On February 4, 2020, KIBB returned to the air, now operating from studios in Wellington, along with sister stations KKGQ and KWME, and began airing the syndicated "Bob FM" format from Sun Broadcast Group, though would fall silent again on March 1.

On August 28, 2020, the Harvey County District Court ruled in favor of Envision, awarding the company $1.2 million plus interest for what it said was Rocking M's breach of contract. On December 23, 2021, Rocking M agreed to a Consent Decree with a $7,000 fine to settle the license renewal applications for KIBB, KVWF, KWME, KKLE and KLEY, and to complete the sale of KKGQ to Pinnacle Media. Rocking M admitted in its license renewal applications that all six stations were silent for periods of time without STA’s filed or granted by the FCC. As part of the Consent Decree, the stations were all given conditional one year license renewals as opposed to the usual seven-year term. On March 26, 2022, Rocking M filed for Chapter 11 bankruptcy protection, claiming $1,307,696.75 in assets and $22,365,886.40 in liabilities owed between its four holding companies. Bankruptcy attorney Sharon Stolte of Sandberg Phoenix & von Gontard, who is representing the company, told The Wichita Eagle that, “We filed on Saturday, and we are hoping to reorganize. We will sell some of the stations that we find are not profitable, and we will reorganize the debt with the remaining stations.” In addition, the lawsuit between Rocking M and Allied Media Partners would go to trial in June 2022. On April 27, 2022, KIBB went silent; the "Bob FM" branding and format would later be adopted by Winfield station KSOK-FM.

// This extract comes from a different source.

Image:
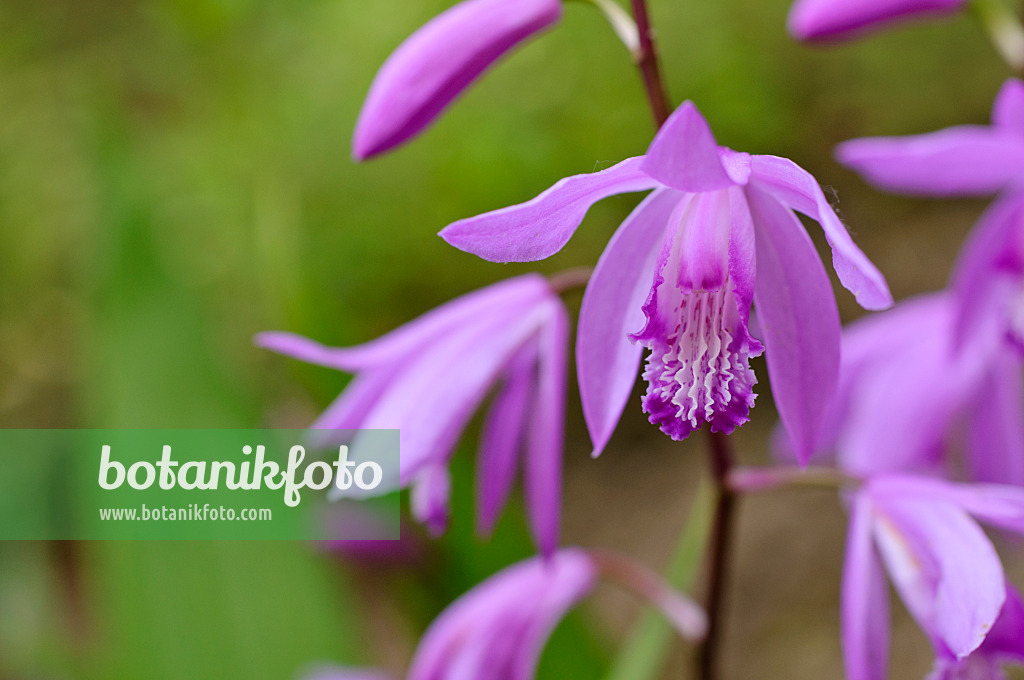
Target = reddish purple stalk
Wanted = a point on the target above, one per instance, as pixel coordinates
(720, 451)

===Sale to Murfin Media, relaunch===
On July 29, 2022, Rocking M announced they would partner with Patrick Communications to market and engage a sale of Rocking M's Wichita, Wellington and Winfield stations (including KIBB), as well as seven other stations in Kansas, through an auction; bids were then accepted until September 27. During the week of September 18, KIBB returned to the air, simulcasting the un-branded adult hits format (from Local Radio Networks' "Mix" format) originating on KWME and broadcasting on the aforementioned stations that were planned to be sold. On October 31, it was announced that Pittsburg-based My Town Media was the winning bidder for KIBB and Rocking M's Wichita, Wellington and Winfield stations for $1.18 million; the company was also the winning bidder for two stations in Liberal and Pratt. While the bankruptcy court had approved the purchases, the sale was officially filed with the FCC on February 2, 2023.

The sale to My Town Media, doing business as Murfin Media, was approved by the FCC on March 29, 2023, and was consummated on May 12. In conjunction with the sale, My Town filed to change KIBB's call sign to KBOB-FM, which took effect on May 23. On May 31, the station returned to the syndicated 'Bob FM' branding and format, which is now part of G Networks.